Markets steady despite big slide in Nikkei

  • Article by: PAN PYLAS
  • Associated Press
  • October 25, 2013 - 9:55 AM

LONDON — Financial markets outside of Japan were lackluster Friday at the end of a week that's seen the S&P 500 and Germany's DAX post record highs and the dollar fall to near two-year lows against the euro.

In Tokyo, the benchmark Nikkei index slid 2.8 percent to 14,088.19 as the dollar fell below its 200-day average of 97.30 yen. A higher yen makes Japanese exports potentially more expensive in international markets and that could hurt growth as well as Prime Minister Shinzo Abe's strategy to reverse two decades of economic stagnation and falling prices.

"We certainly get the sense that the market enthusiasm over 'Abenomics' is waning," said Derek Halpenny, an analyst at Bank of Tokyo-Mitsubishi UFJ.

Elsewhere, investors were largely consolidating recent gains.

In Europe, the FTSE 100 index of leading British shares was flat at 6,714, little affected by news that the British economy grew at a quarterly rate of 0.8 percent in the third quarter. Though that was the highest quarterly rate for over 3 years, it was in line with expectations.

Elsewhere in Europe, Germany's DAX was 0.1 percent lower at 8,975, having earlier risen to an all-time high of 9,010.65, which was the first time it has ever breached the 9,000 mark. The CAC-40 in France was 0.4 percent lower at 4,261.
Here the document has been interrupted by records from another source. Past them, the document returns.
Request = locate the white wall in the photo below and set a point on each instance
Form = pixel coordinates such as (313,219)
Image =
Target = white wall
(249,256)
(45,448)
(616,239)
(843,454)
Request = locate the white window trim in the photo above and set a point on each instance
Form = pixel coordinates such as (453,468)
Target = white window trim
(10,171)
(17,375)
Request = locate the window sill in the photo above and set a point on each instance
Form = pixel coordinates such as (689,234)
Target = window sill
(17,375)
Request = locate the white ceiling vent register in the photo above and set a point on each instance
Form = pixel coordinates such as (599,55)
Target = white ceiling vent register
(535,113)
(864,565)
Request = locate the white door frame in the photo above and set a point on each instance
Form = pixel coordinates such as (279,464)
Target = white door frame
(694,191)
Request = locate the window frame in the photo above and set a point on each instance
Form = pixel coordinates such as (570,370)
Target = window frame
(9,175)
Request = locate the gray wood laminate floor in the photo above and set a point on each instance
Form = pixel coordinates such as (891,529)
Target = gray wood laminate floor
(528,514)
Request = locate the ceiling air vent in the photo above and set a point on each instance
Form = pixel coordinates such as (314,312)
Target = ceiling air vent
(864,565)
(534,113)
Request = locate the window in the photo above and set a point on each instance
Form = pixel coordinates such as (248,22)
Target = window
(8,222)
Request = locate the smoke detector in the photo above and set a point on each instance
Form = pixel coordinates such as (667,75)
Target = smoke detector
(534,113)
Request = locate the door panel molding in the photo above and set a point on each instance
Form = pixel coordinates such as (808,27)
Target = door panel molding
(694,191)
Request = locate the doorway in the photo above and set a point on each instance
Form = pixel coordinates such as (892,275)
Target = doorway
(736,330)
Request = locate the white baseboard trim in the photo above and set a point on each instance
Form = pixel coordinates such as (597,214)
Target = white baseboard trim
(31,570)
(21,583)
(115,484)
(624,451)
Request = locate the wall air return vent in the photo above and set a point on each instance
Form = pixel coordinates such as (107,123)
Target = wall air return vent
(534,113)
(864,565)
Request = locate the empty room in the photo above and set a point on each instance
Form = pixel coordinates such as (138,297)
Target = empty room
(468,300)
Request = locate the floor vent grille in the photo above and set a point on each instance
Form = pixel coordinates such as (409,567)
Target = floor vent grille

In the U.S., the Dow Jones industrial average was up 0.1 percent at 15,527 while the broader S&P 500 index rose the same rate to 1,754. Strong earnings from the likes of Microsoft and Amazon did little to alter the prevailing flat mood.

Now that the uncertainty over the raising of the U.S. debt ceiling has been resolved, albeit only until early next year, investors have focused on other matters, notably when the Federal Reserve will start to reduce its monetary stimulus.

Figures this week — some of which were delayed by the partial government shutdown in the U.S. — have reinforced expectations that so-called "tapering" won't begin until next year. In particular, worse than expected payrolls figures for September helped shore up confidence in stock markets and sent the dollar skidding — the Fed's stimulus effectively creates more dollars, which are then recycled in financial markets.

The dollar was also flat-footed at the end of a week that saw the euro clamber above $1.38 for the first time since November 2011. Europe's single currency was steady Friday at $1.3800 while the dollar fell 0.1 percent to 97.32 yen.

Earlier in Asia, Seoul's Kospi slipped 0.6 percent to 2,034.39 while Hong Kong's Hang Seng fell 0.6 percent to 22,698.34 and China's Shanghai Composite Index was off 1.5 percent at 2,132.96.